Atkinson is just one of many within the OR department who understands the value in teaching operations research practices to men and women who already have significant leadership skills and often a background in the application of the concepts being taught. NPS OR military faculty member Cmdr. Walt DeGrange has had the dual perspective of time as both a student and faculty member at NPS. He graduated from the OR department in 2005, and returned in 2011 to teach in the department. He sees every day the fresh ideas and perspectives that the students bring to the classroom.

“One of the things that sets us apart is the leadership aspect,” said DeGrange. “That’s inherent in our students.  Other programs have to address questions of how to teach leadership … Our students have leadership skills before they get here.”
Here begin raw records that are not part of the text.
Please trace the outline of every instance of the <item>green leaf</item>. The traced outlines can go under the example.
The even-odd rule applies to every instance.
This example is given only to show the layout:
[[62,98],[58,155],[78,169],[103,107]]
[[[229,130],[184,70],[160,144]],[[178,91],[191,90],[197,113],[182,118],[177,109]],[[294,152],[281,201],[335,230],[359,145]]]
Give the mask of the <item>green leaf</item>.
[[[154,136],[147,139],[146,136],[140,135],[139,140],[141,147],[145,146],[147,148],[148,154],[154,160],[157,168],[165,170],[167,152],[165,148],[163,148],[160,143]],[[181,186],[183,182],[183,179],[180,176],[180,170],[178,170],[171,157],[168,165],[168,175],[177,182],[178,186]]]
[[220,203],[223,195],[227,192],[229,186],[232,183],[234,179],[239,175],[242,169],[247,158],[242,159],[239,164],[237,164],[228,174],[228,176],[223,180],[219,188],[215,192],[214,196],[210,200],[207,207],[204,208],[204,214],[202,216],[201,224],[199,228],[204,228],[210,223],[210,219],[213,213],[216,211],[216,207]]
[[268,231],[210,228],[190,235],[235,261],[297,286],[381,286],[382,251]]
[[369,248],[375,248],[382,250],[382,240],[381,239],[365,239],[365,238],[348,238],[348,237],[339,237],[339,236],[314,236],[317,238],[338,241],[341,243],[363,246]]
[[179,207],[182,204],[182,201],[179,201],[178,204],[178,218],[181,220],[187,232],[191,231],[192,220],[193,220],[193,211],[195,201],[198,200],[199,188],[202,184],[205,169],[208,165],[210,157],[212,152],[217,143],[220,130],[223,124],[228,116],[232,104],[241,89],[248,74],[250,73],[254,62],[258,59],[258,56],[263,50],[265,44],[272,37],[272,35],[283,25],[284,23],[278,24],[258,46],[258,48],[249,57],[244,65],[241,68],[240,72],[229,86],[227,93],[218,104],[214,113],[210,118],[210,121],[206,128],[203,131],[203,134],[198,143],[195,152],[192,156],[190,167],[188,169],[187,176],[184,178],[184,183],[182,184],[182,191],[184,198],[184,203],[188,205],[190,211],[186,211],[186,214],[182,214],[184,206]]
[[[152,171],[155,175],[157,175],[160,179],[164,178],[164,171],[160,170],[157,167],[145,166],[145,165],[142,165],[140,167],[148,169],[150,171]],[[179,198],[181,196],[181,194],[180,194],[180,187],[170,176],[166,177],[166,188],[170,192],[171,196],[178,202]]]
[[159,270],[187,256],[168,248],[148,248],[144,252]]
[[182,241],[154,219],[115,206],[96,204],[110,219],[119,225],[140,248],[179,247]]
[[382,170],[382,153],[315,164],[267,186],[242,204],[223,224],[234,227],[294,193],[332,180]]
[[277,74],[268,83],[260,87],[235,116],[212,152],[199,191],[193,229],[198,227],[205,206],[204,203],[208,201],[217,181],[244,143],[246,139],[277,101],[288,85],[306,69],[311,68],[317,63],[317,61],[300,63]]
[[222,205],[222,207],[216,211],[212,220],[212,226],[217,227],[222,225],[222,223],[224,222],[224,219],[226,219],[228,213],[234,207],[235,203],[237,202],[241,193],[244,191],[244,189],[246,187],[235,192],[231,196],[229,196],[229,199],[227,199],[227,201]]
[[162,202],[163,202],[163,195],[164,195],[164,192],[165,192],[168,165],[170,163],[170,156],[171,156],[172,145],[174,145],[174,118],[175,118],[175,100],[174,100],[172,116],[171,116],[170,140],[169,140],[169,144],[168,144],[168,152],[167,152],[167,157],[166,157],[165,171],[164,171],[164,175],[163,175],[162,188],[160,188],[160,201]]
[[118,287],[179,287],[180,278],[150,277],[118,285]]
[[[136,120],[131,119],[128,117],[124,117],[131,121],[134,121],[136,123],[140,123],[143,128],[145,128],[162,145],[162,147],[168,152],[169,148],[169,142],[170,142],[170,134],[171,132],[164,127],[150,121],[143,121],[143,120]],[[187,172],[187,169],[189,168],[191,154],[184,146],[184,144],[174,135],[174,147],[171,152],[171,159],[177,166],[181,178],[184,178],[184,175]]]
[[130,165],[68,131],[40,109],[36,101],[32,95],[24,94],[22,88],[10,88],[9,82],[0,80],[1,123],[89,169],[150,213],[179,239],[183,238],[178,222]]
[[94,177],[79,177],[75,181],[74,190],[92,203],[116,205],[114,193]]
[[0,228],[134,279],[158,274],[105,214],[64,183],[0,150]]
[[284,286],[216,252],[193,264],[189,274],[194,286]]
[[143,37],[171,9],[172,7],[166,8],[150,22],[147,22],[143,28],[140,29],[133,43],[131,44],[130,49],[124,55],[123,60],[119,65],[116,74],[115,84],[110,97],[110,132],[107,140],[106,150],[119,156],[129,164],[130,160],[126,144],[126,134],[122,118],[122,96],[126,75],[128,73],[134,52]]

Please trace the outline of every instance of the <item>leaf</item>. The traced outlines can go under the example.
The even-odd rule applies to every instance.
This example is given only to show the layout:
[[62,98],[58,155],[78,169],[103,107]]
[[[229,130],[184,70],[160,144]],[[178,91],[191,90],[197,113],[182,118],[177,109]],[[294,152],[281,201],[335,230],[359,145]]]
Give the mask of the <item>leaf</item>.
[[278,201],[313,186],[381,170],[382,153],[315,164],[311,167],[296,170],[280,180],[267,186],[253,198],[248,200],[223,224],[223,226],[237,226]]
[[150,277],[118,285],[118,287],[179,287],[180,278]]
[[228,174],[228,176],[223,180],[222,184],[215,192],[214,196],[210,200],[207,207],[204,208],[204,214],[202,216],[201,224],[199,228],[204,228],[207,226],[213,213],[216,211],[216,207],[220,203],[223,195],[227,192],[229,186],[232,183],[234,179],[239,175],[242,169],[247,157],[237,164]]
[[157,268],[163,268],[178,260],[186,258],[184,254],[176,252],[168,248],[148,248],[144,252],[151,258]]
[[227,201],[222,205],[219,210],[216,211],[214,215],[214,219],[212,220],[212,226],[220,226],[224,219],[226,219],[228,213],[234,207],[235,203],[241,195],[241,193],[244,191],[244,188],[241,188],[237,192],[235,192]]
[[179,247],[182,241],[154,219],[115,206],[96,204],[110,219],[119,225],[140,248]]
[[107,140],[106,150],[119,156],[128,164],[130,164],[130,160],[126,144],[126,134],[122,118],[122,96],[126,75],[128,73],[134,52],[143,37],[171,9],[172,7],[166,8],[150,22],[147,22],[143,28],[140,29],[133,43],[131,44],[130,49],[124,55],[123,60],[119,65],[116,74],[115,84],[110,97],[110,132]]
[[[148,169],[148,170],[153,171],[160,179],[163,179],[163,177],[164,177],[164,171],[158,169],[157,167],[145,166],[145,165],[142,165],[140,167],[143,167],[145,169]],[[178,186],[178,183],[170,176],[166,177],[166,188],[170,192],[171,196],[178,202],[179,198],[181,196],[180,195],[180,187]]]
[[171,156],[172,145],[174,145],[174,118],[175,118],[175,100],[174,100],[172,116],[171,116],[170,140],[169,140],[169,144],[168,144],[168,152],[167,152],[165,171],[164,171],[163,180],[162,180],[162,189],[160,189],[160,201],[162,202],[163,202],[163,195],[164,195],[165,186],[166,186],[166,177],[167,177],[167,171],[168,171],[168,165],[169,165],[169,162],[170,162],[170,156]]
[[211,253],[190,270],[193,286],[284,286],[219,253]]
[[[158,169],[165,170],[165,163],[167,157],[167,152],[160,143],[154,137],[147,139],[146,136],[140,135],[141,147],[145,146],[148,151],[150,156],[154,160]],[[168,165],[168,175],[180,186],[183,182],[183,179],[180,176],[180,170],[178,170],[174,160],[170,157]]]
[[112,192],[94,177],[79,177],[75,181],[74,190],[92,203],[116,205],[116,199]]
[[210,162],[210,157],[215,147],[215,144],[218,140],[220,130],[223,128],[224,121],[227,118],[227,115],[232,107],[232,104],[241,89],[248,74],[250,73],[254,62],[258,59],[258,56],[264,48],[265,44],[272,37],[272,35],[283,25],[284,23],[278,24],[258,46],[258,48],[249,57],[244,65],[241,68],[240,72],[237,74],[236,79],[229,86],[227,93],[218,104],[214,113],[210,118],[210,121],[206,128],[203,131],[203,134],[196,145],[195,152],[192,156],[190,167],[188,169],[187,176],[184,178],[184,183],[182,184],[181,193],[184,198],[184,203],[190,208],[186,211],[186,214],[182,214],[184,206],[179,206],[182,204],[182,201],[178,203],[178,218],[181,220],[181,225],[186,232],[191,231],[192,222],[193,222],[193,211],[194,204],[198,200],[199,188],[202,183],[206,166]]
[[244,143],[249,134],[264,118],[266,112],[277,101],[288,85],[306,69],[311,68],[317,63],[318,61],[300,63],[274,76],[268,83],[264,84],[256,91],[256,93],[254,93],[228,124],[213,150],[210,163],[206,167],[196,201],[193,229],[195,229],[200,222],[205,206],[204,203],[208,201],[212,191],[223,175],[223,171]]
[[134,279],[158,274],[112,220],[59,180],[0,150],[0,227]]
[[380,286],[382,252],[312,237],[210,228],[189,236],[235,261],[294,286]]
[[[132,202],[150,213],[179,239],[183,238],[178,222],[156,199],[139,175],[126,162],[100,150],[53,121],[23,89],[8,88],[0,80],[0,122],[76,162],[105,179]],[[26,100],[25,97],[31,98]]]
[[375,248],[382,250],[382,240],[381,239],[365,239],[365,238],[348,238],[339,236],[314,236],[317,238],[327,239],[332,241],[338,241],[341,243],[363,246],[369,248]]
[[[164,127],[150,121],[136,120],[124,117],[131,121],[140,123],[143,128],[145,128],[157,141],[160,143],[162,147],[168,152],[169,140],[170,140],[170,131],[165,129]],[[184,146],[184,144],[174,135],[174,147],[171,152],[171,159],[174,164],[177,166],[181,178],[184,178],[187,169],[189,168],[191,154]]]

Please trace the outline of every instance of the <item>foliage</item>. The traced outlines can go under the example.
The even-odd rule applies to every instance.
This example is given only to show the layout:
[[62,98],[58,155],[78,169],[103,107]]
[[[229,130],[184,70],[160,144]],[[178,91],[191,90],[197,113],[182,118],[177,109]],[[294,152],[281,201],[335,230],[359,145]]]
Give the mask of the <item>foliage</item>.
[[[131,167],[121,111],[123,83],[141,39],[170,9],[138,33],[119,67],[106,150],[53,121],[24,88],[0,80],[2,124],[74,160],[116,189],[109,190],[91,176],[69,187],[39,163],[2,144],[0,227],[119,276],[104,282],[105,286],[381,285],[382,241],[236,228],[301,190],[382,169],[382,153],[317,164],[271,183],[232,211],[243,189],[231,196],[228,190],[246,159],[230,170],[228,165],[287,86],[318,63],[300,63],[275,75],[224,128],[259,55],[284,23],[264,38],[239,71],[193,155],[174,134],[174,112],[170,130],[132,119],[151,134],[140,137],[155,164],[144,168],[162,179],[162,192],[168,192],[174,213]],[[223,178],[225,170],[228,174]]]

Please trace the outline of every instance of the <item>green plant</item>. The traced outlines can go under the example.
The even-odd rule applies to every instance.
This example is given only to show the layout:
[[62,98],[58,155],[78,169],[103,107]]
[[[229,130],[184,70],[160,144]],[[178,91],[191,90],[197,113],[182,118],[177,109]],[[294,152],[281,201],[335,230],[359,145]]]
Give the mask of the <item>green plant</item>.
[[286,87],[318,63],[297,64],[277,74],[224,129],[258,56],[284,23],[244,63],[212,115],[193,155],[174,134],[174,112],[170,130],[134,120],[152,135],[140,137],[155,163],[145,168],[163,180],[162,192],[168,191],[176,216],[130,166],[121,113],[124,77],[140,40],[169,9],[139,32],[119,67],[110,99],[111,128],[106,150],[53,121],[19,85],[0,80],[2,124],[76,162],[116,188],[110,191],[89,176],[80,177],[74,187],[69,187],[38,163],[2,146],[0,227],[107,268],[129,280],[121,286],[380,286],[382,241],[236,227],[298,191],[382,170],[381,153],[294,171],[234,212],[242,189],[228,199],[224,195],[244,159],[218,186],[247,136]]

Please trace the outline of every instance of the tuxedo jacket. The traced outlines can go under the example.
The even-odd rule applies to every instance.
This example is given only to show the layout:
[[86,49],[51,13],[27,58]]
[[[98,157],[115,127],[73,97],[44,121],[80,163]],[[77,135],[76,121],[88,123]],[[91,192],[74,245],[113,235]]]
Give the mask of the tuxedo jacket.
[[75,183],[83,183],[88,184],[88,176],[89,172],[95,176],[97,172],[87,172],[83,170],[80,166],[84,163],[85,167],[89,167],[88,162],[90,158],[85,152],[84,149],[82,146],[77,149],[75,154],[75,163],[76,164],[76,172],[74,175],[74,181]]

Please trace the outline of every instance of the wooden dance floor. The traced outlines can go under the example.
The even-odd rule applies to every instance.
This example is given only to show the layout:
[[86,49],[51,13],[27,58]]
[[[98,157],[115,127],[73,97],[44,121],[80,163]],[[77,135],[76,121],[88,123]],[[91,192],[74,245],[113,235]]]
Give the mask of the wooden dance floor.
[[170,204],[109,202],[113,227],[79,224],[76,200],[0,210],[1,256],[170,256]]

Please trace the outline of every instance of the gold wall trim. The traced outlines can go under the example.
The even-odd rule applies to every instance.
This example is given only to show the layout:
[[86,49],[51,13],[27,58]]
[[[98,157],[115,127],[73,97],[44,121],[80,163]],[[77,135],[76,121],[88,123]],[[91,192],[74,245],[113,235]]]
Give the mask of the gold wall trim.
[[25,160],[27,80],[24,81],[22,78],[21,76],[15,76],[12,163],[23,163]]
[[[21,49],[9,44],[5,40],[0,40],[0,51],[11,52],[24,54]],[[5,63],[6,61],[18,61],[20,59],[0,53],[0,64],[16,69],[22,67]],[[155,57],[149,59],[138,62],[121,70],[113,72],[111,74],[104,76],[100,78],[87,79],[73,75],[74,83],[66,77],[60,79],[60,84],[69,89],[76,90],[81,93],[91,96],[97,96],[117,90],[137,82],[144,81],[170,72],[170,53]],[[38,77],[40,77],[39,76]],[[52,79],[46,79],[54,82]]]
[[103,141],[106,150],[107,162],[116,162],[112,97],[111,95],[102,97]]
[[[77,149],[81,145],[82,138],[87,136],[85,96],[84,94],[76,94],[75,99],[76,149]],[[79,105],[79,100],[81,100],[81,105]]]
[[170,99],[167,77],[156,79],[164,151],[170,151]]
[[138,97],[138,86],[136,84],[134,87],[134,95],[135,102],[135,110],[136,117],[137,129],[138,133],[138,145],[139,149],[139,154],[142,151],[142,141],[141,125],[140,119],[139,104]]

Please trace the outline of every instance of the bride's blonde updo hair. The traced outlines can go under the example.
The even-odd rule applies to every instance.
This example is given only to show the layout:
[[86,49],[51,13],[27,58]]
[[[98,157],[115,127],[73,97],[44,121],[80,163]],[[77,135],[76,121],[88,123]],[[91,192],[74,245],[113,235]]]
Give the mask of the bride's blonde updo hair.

The students who enter the OR department already have an idea of some of the challenges facing the Soldiers, Sailors, Airmen and Marines around the world. This understanding often translates into applicable research through their thesis work.

“The thesis is an essential part of producing a good practitioner,” explained Dell. “It’s really about making sure that students are working on those projects that are relevant to the military. And by the nature of our students, it’s hard not to do that. They really do work on problems that are going to have an impact.”

Dell noted that the purpose of acknowledging the best practices of exemplary OR programs around the world is to help guide other universities with new or growing operations research departments. While universities can’t necessarily change the student population, which, at NPS, is largely U.S. and international military, there are other factors that can be emulated. Applied research, for example, is a cornerstone of NPS’ OR academics.  

Some of the department’s research projects and assets were outlined in the department’s nomination packet for the Smith Prize. Among them is a study exploring the optimal sleep schedule for sailors at sea, a Replenishment at Sea Planner, theater ballistic missile defense, and steaming on convex hulls. Many of the department’s graduates will serve as leaders and decisions makers within their communities following graduation, making their understanding of operations research even more valuable.

“As a department, we focus on our students' operations research competency because in their line of business, lives depend on ‘getting it right’ like in no other business,” read the team’s nomination packet. “The problems they are expected to solve are not academic exercises, nor is the cost of getting it wrong restricted to just the corporate bottom line.”

The Smith Prize, now in its second year and awarded by INFORMS, is named in honor of the late Chief Executive Officer for UPS, a strong supporter of operations research. The award is intended to support the collaboration between industry and academia to further OR practices.